Çapkın tanrı Zeus, bir ölümlü insan olan Tebai prensesi güzeller güzeli Semele'ye aşık olur. Ama Semele Zeus'u istemez. Zeus'un kıskanç karısı Hera, prenses Semele'den Zeus'a kendisi için her şeyi yapıp yapmayacağını sormasını ister. Zeus, Semele'ye onun için her şeyi yapacağına dair bir tanrının edebileceği en büyük yemin olan Sifinks nehri üzerine yemin eder.. Bunun üzerine Semele Zeaus'la birlikte olur ve hamile kalır. Hera, bunun üzerine Semele'ye "Madem senin için her şeyi yapacak. Şimdi onu tanrı yüzüyle görmek istediğini söyle" der. Zeus, bir ölümlü olan Semele'ye tanrı yüzünü gösterdiğinde prensesin öleceğini bilir, ama sözünü tutmak zorunda olduğu için tanrı yüzünü gösterir. Semele ölür ve Zeus, Semele'nin karnındaki çocuğunu alıp onu baldırına diker. Bu çocuk Dionisos'tur ve Zeus'un baldırında gelişip doğar. Dionisos bu nedenle iki kere doğandır; ikiliklerin, sarhoşluğun, esrimenin simgesidir.

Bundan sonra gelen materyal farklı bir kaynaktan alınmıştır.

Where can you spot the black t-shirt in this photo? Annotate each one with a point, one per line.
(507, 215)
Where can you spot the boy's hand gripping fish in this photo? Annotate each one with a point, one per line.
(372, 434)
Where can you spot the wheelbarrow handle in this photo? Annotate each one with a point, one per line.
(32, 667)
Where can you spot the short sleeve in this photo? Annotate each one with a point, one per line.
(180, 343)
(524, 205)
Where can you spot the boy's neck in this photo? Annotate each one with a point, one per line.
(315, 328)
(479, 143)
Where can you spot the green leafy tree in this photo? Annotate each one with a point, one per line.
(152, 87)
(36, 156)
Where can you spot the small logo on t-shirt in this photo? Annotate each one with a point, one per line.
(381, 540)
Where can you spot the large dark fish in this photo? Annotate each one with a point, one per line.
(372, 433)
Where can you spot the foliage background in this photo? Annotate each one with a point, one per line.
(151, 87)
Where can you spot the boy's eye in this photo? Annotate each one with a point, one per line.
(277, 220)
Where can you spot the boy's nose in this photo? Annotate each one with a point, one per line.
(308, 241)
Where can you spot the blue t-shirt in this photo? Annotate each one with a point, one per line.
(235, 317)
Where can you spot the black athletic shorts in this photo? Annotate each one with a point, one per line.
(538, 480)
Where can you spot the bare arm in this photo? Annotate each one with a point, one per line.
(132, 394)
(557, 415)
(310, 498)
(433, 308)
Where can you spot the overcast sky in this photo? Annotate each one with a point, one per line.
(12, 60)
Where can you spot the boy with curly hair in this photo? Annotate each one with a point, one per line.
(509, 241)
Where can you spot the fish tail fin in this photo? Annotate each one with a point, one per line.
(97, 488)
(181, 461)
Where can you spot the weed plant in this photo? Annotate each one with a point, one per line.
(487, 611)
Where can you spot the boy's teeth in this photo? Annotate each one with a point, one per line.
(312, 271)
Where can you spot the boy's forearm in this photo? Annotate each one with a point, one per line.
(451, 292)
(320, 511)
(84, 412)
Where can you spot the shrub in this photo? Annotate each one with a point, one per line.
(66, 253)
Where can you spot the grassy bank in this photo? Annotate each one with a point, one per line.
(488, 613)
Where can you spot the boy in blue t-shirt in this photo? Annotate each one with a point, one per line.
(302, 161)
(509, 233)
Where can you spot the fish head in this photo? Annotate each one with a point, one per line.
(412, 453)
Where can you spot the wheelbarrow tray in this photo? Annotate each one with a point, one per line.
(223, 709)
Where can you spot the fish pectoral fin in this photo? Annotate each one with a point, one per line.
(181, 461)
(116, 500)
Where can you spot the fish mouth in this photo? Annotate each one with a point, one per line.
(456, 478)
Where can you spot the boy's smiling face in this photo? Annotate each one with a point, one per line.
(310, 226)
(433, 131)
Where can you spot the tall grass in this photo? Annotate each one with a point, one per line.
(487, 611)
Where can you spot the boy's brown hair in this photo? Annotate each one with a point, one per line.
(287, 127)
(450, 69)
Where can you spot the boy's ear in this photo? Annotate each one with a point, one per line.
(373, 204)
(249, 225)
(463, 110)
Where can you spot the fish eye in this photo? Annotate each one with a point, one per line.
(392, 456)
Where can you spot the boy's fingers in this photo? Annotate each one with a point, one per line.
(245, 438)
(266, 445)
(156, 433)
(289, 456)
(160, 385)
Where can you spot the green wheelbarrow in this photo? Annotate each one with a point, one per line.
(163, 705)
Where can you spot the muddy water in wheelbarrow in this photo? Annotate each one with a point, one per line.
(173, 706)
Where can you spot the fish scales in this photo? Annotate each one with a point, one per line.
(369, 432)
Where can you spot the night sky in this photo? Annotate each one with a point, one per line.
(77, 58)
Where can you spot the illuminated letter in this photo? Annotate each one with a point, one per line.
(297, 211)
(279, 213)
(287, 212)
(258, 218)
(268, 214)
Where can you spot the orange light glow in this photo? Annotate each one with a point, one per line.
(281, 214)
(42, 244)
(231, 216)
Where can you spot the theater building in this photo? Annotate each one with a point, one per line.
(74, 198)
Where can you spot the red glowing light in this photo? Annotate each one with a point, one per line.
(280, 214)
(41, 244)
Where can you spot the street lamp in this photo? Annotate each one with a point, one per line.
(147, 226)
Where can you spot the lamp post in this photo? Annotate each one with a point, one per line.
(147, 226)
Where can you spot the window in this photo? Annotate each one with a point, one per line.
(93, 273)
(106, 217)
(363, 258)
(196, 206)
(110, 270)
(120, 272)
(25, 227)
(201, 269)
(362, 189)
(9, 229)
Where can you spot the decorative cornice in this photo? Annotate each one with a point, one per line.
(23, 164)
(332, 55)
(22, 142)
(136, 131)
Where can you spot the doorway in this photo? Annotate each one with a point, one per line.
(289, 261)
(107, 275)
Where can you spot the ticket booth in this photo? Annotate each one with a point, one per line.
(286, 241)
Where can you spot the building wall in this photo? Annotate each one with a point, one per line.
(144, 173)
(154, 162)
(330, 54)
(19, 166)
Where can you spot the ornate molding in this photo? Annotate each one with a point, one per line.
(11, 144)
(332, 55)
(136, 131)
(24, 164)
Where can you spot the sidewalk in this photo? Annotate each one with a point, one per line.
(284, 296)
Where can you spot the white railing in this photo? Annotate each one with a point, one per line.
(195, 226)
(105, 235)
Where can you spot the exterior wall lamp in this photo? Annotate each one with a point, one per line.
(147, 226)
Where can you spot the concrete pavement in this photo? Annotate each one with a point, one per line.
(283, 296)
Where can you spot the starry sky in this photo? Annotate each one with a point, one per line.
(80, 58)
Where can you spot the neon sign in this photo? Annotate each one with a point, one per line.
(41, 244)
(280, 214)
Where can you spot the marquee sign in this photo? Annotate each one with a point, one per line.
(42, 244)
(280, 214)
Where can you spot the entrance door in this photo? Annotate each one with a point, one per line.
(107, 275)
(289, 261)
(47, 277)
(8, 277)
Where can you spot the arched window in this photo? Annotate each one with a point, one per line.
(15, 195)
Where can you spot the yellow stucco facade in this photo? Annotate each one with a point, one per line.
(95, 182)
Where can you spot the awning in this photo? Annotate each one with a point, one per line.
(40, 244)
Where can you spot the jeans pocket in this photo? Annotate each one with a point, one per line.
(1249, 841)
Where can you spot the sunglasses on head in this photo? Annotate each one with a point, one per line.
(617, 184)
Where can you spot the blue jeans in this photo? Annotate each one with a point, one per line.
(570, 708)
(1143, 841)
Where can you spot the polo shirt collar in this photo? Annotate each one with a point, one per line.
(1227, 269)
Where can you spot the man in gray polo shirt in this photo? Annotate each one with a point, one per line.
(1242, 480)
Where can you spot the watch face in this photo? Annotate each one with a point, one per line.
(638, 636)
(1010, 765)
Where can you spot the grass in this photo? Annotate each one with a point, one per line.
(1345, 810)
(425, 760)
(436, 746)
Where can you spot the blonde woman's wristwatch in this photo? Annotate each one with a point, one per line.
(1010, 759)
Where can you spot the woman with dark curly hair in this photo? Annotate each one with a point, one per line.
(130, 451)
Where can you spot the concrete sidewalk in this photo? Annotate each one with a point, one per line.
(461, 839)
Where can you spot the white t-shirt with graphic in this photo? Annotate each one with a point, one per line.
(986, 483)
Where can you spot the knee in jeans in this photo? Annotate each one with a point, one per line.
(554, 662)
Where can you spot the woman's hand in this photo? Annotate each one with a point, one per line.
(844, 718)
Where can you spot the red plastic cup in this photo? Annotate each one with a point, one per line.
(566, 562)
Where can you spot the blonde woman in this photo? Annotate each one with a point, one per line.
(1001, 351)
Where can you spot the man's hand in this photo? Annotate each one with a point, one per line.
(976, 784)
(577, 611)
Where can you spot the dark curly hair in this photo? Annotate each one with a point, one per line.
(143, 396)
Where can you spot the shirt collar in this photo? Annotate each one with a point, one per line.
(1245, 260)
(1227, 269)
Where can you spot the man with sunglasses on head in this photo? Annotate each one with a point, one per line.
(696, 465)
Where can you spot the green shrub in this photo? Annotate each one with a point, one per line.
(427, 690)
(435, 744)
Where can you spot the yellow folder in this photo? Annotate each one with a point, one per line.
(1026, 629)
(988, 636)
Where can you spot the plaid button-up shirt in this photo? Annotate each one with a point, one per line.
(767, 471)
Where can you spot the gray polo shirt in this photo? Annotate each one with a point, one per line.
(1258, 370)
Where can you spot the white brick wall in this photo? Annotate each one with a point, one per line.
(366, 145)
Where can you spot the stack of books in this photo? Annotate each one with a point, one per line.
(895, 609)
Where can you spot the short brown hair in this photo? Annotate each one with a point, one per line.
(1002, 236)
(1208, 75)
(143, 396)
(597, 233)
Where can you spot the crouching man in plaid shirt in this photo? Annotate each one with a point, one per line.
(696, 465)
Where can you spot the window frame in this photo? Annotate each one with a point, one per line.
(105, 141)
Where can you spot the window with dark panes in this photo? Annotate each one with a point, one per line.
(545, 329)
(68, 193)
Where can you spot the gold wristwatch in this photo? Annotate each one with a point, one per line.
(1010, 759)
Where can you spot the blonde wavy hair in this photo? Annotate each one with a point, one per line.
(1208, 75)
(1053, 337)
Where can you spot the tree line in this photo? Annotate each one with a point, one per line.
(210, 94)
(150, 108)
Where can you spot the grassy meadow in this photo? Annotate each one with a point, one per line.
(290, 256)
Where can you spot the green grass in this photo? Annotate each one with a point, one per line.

YARATICILIKLA DELİLİK İLGİSİZ

Psikiyatrist Doç.Dr. Ali Babaoğlu ise sanatsal yaratıcılıkla akıl hastalığı arasında bağlantı olmadığını düşünüyor. Bu savın, 19. yüzyılda ortaya atıldığını ve 20. yüzyılda ilgi gördüğünü belirtiyor: "Dehanın delilikle, cinnetle aynı şey olduğu iddia edildi. Lombroso, İtalya'daki akıl hastanelerinde hastaların kendilerini dışavurduğu resimleri incelemiştir. Çok ileri gidip bütün yaratıcılıkların akıl hastalığından kaynaklandığını söylemiştir. Bu konuda sonraları birçok yeni sav ileri sürüldüyse de artık delilikle yaratıcı deha arasında ilişki olduğu düşüncesi kabul görmüyor."
 

bilimsel

Yeni Kardeşimiz
Üyemiz
Katılım
17 Ekim 2012
Mesajlar
1
Tepkime puanı
0
Bunla ilgili yeni bir araştırma var gerçekten

Yaratıcı mesleklere sahip insanlarda zihin hastalıklarına yakalanma riskinin toplumdaki normal insanlara göre daha yüksek olduğu belirtildi. Yazarlık ve şizofrenlik arasında ciddi bağlantılar tespit edildi. Karolinska Enstitüsü’ den araştırmacılar İsveç kaynaklı çalışmanın şimdiye kadar yapılmış en kapsamlı çalışma olduğunu belirttiler.